From Carrageenan County, Ireland, emerges a red algae extract called carrageenan that has been used in foods and medications for many centuries. The U.S. Food and Drug Administration, European Food Safety Authority, and World Health Organization support the safety of food-grade carrageenan for its intended use, including in infant formula and follow-on products, at levels consistent with good manufacturing practices. Some of those approved uses leverage an array of functional properties, such as thickener, gelling, and stabilizing agent, and emulsifier in a variety of foods and household products, and as an excipient in and production aid for pharmaceutical products, including some antibiotics (McKim, 2014; Weiner, 2014; Necas & Bartosikova, 2013).
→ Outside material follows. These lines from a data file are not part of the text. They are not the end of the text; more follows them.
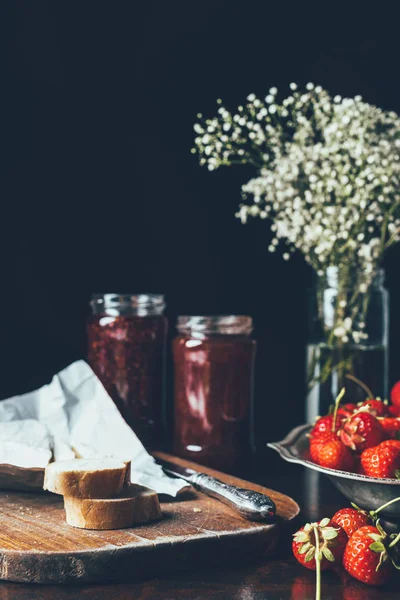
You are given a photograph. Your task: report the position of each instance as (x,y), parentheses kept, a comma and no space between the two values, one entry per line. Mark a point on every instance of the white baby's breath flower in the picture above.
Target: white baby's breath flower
(328,179)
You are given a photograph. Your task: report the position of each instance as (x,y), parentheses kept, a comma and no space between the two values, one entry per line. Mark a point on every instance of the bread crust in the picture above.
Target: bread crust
(97,482)
(135,505)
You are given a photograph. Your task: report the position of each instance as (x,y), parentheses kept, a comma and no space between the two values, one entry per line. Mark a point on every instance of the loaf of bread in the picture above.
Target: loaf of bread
(86,478)
(135,505)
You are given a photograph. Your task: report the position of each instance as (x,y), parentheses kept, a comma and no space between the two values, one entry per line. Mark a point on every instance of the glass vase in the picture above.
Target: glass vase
(348,339)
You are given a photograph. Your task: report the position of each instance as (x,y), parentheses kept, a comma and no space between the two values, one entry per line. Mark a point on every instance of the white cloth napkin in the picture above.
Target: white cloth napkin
(80,416)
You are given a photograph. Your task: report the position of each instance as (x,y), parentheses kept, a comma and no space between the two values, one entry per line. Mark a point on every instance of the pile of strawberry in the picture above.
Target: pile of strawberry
(360,438)
(353,538)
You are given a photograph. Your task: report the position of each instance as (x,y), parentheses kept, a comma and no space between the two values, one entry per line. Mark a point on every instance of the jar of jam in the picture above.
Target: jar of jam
(214,365)
(127,340)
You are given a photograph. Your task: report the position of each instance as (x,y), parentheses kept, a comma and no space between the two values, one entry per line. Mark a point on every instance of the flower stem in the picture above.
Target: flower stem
(317,565)
(394,542)
(337,402)
(361,384)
Carrageenan is an alkaline aqueous extract from red seaweed (WHO, 2007). This extraction process avoids the production of low molecular weight polymers (<5%), which are the focus of recent scrutiny. The most common forms of carrageenan in the food supply are kappa, iota, and lambda. These forms vary in their degree of sulfation (20%–40%) and linkage of highly flexible hexose units of galactose and anhydrogalactose. The molecular weight of food-grade carrageenan typically ranges between 200K and 800K Da with average >100K Da although a molecular weight range is not stipulated in any food regulations (Campo et al., 2009).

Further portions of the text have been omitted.